Dia menjelaskan, waktu yang tepat untuk meredenominasi rupiah yakni ketika kondisi makro negara dalam keadaan yang bagus. Dia bilang, sekarang ini pun terbilang bagus, sebab, inflasi terkendali, pertumbuhan ekonomi pun bagus. Hanya saja perlu dilihat waktu transisinya.
"Perlu waktu transisi 5-6 tahun untuk mengenalkan uang dalam nilai yang baru pada masyarakat. Jangan sampai kaget ada dua nilai mata uang. Perlu disosialisasikan redenominasi hanya perubahan ke desimal saja. Itu akan kurangi terjadinya salah paham. Yang terpenting ketika ada dua nilai mata uang, harga barangnya sama, baik dibeli pakai uang lama atau uang baru," ujar Dody.

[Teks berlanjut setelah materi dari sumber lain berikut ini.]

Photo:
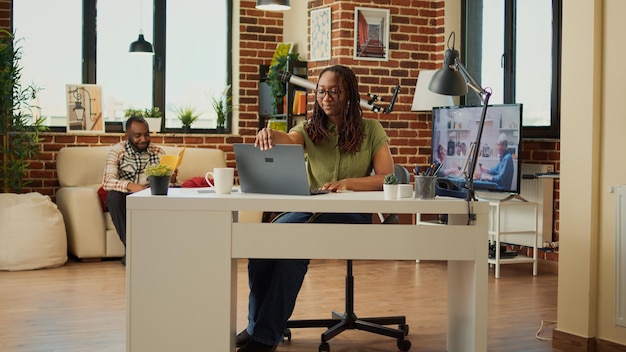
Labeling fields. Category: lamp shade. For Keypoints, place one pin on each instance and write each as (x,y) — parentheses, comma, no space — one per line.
(448,80)
(140,46)
(424,99)
(273,5)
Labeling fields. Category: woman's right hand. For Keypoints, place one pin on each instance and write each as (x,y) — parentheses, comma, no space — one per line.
(264,139)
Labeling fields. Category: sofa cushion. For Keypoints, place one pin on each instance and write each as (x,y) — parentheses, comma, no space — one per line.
(102,194)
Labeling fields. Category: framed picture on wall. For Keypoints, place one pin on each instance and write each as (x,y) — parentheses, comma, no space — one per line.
(84,108)
(371,34)
(320,34)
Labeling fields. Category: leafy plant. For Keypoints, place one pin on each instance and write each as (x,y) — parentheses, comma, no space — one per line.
(390,179)
(222,106)
(18,133)
(150,112)
(187,115)
(159,170)
(276,86)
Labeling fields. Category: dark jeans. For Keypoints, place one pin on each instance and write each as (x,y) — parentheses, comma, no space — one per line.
(275,283)
(116,203)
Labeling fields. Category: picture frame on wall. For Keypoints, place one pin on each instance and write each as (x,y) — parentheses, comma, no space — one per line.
(320,34)
(84,108)
(371,34)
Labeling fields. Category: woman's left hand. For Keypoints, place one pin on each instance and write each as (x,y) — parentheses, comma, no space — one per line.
(335,186)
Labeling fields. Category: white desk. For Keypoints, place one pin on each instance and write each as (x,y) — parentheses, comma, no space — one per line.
(182,249)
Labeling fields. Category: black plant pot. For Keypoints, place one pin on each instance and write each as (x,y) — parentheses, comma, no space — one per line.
(159,185)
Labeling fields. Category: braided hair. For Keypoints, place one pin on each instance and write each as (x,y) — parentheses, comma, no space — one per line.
(351,134)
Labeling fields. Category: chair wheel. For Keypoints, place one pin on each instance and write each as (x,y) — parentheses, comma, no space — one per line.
(404,345)
(324,347)
(287,334)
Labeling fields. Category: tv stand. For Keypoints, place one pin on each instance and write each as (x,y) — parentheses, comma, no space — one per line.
(510,196)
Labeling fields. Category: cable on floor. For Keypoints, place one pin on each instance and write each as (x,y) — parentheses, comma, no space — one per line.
(543,323)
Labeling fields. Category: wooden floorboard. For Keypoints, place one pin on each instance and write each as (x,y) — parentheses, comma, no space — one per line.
(81,306)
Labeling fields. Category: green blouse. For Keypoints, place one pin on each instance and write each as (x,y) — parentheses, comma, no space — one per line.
(325,163)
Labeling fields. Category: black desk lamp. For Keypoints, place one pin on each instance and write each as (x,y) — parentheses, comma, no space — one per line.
(453,79)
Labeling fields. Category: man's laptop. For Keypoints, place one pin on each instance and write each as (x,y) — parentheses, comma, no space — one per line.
(279,170)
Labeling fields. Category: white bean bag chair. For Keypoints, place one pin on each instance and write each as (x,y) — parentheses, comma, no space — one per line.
(32,232)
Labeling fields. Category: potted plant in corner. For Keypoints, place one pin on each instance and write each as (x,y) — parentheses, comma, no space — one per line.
(159,177)
(222,106)
(152,115)
(187,116)
(390,186)
(19,134)
(277,87)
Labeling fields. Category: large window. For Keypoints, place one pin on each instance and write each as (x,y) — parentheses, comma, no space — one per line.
(513,46)
(91,39)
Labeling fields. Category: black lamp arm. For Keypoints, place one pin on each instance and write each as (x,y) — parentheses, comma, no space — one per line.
(484,95)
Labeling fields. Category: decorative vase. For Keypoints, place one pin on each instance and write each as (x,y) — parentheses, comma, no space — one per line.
(390,191)
(159,185)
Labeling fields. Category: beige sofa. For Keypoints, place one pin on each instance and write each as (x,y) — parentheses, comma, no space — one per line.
(90,232)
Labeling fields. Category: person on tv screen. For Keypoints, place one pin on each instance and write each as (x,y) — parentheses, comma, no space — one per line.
(502,173)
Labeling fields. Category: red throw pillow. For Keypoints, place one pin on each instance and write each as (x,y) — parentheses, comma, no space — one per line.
(102,194)
(195,182)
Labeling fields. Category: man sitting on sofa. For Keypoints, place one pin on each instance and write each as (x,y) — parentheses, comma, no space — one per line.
(124,172)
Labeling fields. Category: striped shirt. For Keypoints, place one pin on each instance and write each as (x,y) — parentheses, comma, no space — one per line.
(125,165)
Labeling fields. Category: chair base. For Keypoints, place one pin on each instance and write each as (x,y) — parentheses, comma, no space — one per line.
(341,322)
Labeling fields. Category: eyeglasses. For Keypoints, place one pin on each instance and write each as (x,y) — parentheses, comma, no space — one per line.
(321,93)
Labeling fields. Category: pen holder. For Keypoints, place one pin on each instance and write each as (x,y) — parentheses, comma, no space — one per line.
(425,187)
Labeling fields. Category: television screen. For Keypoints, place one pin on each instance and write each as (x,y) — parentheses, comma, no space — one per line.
(454,137)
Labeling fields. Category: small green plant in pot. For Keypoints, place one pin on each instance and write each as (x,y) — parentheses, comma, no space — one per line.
(390,186)
(222,106)
(390,179)
(159,177)
(19,135)
(187,116)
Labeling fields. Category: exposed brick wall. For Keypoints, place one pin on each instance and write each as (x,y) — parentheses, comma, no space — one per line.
(417,43)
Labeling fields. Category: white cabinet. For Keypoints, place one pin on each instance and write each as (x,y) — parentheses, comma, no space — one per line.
(515,220)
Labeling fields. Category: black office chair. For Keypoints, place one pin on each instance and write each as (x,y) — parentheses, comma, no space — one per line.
(348,319)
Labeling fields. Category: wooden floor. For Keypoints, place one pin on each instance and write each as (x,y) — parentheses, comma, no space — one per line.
(81,306)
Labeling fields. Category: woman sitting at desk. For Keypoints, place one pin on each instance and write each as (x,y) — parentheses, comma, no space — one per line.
(502,173)
(342,149)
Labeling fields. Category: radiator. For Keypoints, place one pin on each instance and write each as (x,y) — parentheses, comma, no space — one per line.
(539,190)
(620,255)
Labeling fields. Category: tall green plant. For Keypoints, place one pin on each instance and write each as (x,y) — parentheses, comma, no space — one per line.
(276,86)
(19,134)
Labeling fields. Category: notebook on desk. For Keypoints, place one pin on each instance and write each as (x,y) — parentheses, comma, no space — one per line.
(280,170)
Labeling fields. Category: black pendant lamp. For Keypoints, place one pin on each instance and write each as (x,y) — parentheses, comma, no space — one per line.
(140,45)
(273,5)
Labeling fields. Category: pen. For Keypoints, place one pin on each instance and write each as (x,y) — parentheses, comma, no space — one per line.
(437,169)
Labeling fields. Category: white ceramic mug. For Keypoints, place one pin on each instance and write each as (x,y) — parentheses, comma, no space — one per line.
(223,179)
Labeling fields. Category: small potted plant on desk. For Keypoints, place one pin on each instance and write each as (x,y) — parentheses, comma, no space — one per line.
(222,106)
(390,186)
(187,116)
(159,177)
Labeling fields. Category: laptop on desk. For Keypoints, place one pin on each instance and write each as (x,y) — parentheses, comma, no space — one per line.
(279,170)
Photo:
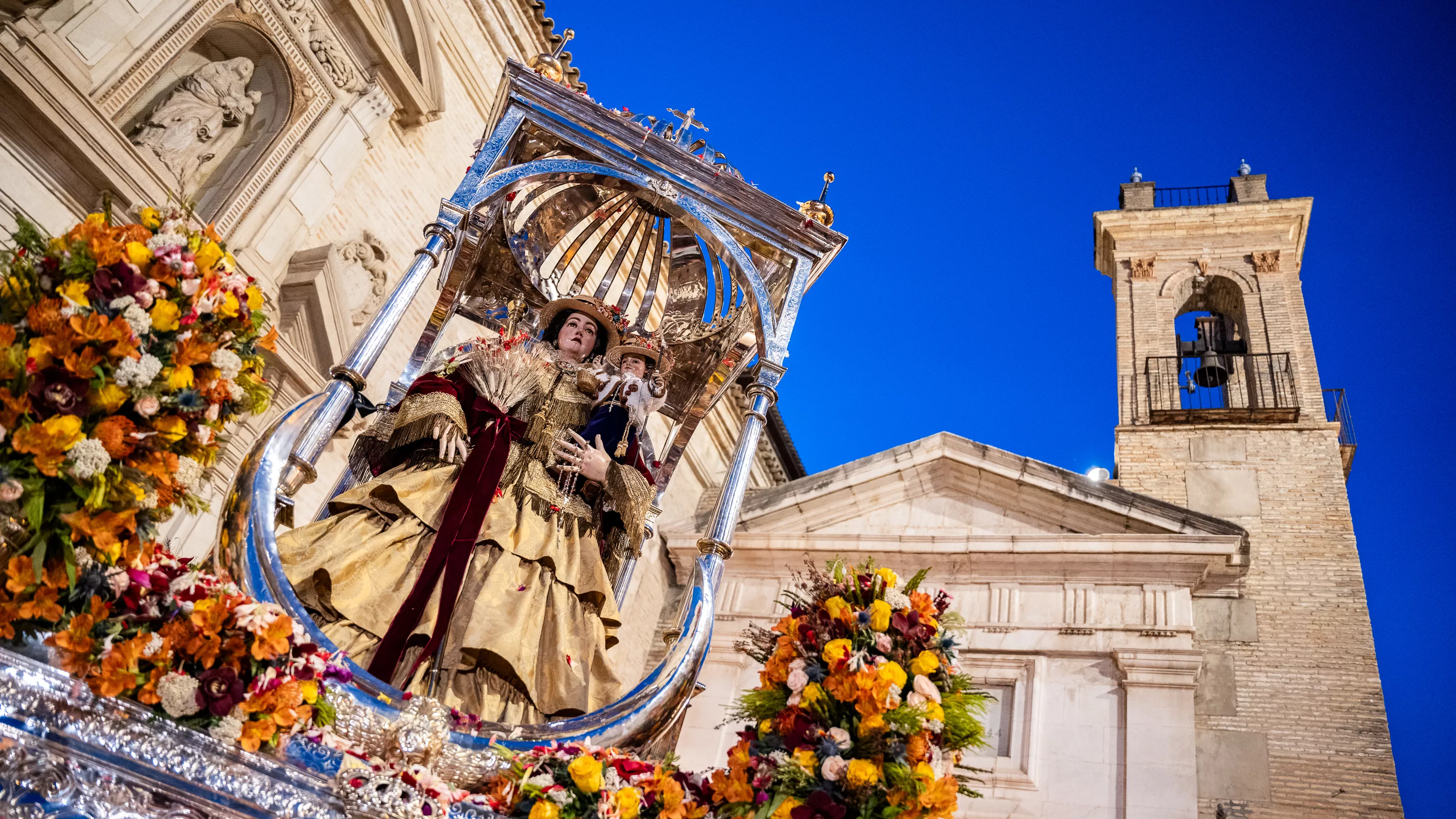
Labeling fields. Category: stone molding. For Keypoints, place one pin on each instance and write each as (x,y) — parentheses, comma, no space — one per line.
(1159,669)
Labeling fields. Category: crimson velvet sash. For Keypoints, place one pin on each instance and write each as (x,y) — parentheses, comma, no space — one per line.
(491,434)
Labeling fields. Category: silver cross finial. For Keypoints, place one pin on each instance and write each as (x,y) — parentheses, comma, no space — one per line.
(686,120)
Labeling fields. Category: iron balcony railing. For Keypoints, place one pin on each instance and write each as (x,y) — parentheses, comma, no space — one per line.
(1339,410)
(1221,388)
(1186,197)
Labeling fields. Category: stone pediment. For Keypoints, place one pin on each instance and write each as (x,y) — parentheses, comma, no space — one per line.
(948,486)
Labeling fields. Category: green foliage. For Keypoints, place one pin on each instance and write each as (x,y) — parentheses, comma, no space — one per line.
(961,726)
(759,704)
(915,582)
(906,719)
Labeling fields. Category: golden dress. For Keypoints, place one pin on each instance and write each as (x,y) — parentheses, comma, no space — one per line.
(536,614)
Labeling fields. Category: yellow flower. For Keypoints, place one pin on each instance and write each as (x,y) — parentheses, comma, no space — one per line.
(586,771)
(894,674)
(629,803)
(925,664)
(871,725)
(785,808)
(180,378)
(545,809)
(836,651)
(165,315)
(813,693)
(880,613)
(838,608)
(207,255)
(861,773)
(75,290)
(229,306)
(169,429)
(108,398)
(137,254)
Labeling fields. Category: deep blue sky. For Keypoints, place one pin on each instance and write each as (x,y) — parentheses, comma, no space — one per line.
(972,146)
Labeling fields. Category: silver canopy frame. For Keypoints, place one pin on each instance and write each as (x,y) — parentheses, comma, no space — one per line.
(739,225)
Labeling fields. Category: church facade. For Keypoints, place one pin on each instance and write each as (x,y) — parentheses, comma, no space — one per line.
(1186,639)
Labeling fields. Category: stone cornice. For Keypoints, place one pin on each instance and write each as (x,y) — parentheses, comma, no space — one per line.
(1181,560)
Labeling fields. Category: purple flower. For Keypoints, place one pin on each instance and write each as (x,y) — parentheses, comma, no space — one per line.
(219,690)
(121,279)
(56,391)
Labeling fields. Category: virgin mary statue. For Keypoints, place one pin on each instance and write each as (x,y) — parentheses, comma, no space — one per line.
(478,543)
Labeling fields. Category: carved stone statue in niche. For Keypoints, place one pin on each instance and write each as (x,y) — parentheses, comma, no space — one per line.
(200,120)
(366,260)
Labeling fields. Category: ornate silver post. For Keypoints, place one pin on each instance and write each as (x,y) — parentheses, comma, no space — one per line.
(762,395)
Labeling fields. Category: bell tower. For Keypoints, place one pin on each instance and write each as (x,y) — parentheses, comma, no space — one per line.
(1221,410)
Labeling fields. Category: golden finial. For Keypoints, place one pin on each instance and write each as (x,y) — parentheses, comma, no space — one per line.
(817,210)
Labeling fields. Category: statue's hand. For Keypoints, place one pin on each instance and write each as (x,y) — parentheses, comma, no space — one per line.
(592,463)
(453,448)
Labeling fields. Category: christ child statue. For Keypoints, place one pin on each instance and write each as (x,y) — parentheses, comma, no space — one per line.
(625,398)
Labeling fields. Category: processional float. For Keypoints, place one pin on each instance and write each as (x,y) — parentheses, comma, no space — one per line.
(563,197)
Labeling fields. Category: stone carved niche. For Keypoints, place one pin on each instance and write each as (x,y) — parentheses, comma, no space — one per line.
(366,276)
(200,121)
(210,116)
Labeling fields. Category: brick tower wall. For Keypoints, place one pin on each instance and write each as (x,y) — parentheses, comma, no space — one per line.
(1291,713)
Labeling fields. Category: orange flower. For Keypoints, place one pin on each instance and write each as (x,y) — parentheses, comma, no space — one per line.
(118,671)
(257,732)
(274,640)
(83,360)
(43,605)
(19,575)
(8,614)
(44,317)
(193,351)
(49,442)
(105,530)
(114,434)
(730,787)
(97,327)
(12,408)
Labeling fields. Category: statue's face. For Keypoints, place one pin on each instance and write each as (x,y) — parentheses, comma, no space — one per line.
(579,337)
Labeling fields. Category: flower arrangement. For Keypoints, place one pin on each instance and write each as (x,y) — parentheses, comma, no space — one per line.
(193,646)
(580,782)
(124,351)
(861,709)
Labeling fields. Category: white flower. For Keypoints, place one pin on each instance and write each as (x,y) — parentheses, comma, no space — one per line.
(188,474)
(228,363)
(139,319)
(228,731)
(897,600)
(165,242)
(137,372)
(88,458)
(257,617)
(925,688)
(178,693)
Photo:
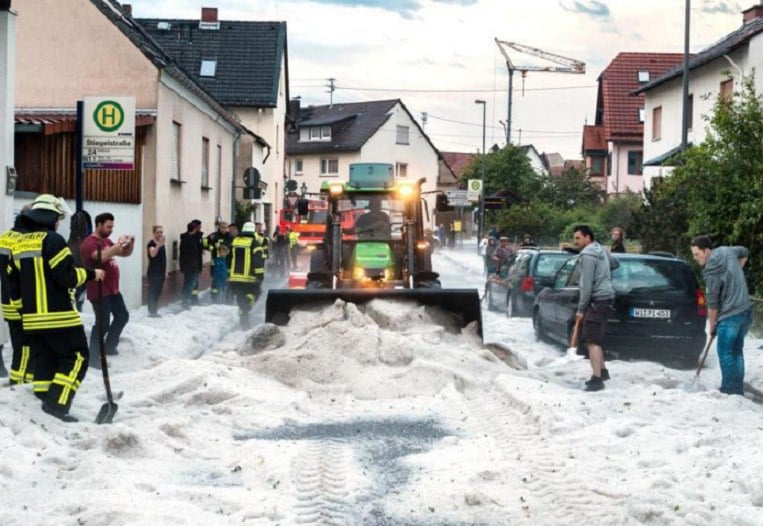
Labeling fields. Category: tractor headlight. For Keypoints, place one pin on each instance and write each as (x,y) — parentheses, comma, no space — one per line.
(406,191)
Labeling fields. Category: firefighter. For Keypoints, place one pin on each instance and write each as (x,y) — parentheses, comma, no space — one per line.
(44,274)
(22,366)
(247,270)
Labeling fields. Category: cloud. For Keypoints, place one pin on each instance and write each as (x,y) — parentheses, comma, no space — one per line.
(587,7)
(713,7)
(404,8)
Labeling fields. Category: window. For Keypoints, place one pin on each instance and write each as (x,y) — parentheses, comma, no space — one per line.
(635,158)
(727,89)
(597,166)
(176,150)
(657,123)
(208,68)
(401,136)
(204,162)
(329,167)
(315,133)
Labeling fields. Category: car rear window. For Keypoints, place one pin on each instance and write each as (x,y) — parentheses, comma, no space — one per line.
(548,264)
(652,275)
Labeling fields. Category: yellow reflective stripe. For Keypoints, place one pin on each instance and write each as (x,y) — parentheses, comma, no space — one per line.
(69,382)
(58,258)
(40,386)
(40,290)
(81,275)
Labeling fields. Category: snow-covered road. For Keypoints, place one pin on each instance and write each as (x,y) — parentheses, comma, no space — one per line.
(382,417)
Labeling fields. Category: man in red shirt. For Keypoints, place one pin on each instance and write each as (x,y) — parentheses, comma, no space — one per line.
(98,251)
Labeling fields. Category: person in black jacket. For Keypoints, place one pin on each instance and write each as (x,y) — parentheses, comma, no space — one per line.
(43,276)
(191,249)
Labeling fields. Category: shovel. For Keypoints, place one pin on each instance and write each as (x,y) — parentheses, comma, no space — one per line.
(109,409)
(702,360)
(572,350)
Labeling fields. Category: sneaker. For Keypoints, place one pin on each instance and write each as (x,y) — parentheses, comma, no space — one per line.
(58,412)
(594,384)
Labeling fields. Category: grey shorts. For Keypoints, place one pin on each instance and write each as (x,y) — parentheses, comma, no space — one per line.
(595,321)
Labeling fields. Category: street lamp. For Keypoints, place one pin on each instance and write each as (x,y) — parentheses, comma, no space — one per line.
(481,229)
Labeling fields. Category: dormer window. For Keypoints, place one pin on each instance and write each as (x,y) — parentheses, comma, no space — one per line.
(315,133)
(208,68)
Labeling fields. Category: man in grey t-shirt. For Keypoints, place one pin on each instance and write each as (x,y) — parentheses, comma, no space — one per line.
(729,309)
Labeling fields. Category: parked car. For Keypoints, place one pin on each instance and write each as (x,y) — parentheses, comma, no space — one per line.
(530,271)
(659,306)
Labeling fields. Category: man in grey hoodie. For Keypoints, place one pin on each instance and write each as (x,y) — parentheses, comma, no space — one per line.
(729,309)
(596,300)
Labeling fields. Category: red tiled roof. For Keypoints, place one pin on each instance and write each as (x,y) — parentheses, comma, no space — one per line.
(458,161)
(593,138)
(620,115)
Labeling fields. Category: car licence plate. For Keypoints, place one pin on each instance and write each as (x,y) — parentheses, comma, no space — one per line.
(650,313)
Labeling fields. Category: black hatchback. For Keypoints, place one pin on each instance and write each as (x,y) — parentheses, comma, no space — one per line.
(659,306)
(530,271)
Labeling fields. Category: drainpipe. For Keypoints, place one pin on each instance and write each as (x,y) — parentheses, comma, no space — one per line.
(236,142)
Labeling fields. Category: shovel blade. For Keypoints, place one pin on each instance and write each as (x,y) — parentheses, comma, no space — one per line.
(106,414)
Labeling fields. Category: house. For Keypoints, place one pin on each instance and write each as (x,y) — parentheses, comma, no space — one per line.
(7,78)
(716,70)
(244,66)
(324,140)
(613,147)
(185,139)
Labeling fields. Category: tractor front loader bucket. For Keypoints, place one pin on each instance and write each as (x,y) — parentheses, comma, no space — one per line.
(465,303)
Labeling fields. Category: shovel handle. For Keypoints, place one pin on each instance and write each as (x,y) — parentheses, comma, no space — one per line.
(575,334)
(704,356)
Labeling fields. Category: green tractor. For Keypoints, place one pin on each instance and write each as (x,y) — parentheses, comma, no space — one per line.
(374,247)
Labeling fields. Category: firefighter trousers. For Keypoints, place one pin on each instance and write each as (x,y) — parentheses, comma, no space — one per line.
(22,361)
(61,359)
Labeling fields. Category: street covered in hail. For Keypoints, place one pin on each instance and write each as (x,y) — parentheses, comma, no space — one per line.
(382,414)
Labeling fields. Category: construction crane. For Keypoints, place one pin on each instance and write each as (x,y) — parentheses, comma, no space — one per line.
(568,65)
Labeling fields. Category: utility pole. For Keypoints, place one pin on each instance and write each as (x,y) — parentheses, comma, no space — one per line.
(332,87)
(481,228)
(569,65)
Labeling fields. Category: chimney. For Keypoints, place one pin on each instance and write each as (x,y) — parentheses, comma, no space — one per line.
(752,13)
(209,15)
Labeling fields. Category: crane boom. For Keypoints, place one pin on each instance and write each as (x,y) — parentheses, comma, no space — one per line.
(570,64)
(567,65)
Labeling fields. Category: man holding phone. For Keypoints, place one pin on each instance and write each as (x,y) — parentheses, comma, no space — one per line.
(98,251)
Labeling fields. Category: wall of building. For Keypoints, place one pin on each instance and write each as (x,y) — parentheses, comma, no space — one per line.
(704,85)
(67,52)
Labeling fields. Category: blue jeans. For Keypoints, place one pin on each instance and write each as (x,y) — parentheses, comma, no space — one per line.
(730,333)
(190,280)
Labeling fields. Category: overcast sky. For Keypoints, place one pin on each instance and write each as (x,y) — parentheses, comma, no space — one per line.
(438,56)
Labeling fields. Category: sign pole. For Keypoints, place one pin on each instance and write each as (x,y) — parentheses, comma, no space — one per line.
(78,192)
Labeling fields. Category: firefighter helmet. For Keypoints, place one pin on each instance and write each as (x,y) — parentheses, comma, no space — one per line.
(53,204)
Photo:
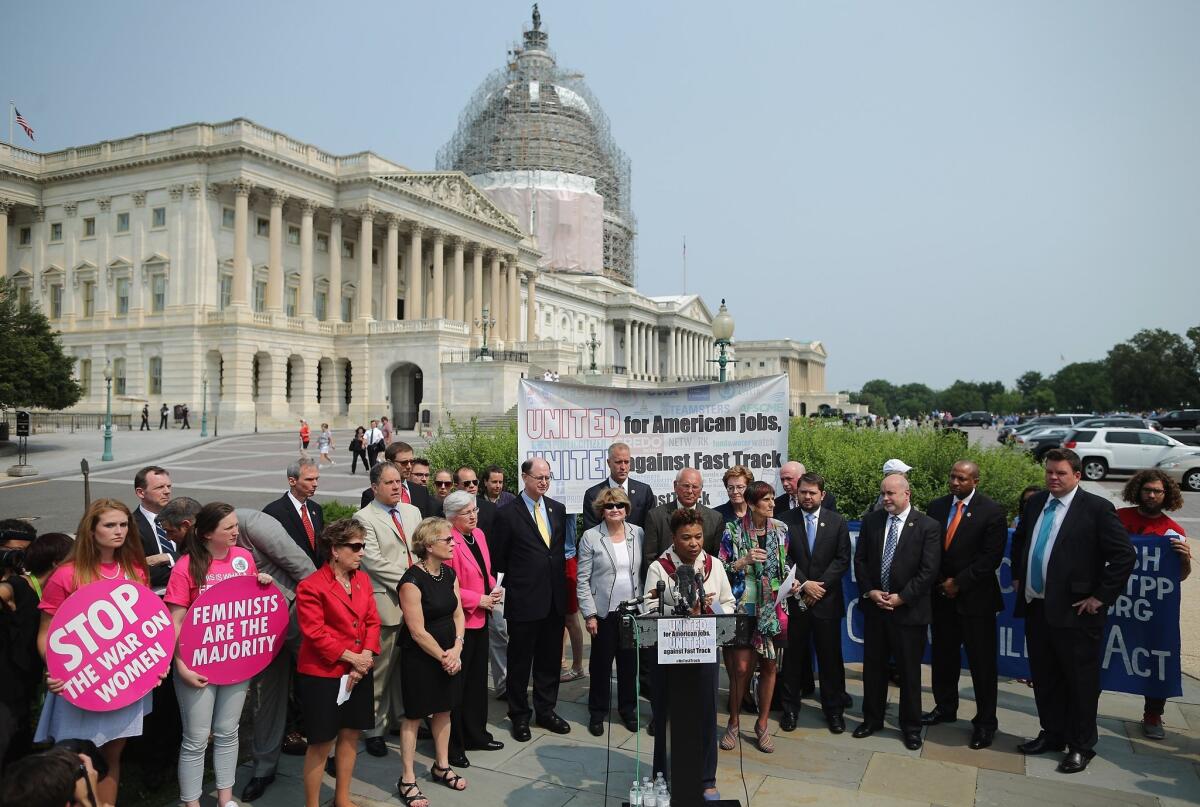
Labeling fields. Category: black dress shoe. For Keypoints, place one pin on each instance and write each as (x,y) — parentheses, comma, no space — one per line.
(981,739)
(257,787)
(937,716)
(1075,761)
(552,722)
(1042,745)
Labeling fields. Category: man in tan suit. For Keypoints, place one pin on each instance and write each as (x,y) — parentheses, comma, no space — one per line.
(389,526)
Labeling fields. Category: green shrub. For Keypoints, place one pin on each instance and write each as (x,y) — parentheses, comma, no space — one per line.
(461,444)
(851,460)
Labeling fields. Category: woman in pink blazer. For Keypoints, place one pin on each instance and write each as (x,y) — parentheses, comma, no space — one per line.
(477,585)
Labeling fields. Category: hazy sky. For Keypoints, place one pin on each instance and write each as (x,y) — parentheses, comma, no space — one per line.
(935,190)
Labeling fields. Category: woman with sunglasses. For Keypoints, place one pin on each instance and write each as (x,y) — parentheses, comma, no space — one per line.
(340,629)
(609,561)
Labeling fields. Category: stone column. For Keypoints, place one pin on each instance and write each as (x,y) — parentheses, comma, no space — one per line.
(334,304)
(307,208)
(366,237)
(439,284)
(391,270)
(414,298)
(532,308)
(240,293)
(275,269)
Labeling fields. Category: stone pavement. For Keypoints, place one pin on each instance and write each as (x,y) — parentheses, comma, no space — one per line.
(811,765)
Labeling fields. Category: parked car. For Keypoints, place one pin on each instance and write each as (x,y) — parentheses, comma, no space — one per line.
(972,419)
(1185,470)
(1122,450)
(1180,419)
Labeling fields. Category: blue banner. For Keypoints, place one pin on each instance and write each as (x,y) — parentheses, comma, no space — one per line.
(1141,643)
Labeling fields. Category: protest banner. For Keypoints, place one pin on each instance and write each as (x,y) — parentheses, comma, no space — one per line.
(111,641)
(708,426)
(1141,640)
(233,629)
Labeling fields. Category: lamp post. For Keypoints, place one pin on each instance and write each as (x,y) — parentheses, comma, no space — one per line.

Sementara itu, Direktur Departemen Pengelolaan Uang, Decymus mengatakan secara alamiah, nantinya peredaran uang lama tentu akan hilang dan digantikan uang baru. Sebagai contoh uang cetakan tahun 2009 enggak ada lagi atau hilang di 2019. Masuklah uang emisi yang baru.
"Masyarakat enggak akan sadar kok nanti uang yang lama secara amiah dicabut masa berlakunya," kata Decymus.
Dirinya menambahkan, kiblat atau negara yang menjadi benchmark dalam meredenominasikan mata uang yakni negara-negara di Eropa. "Jadi dipilih negara yang melakukan redenominasi enggak ada (menimbulkan) gejolak," jelas dia.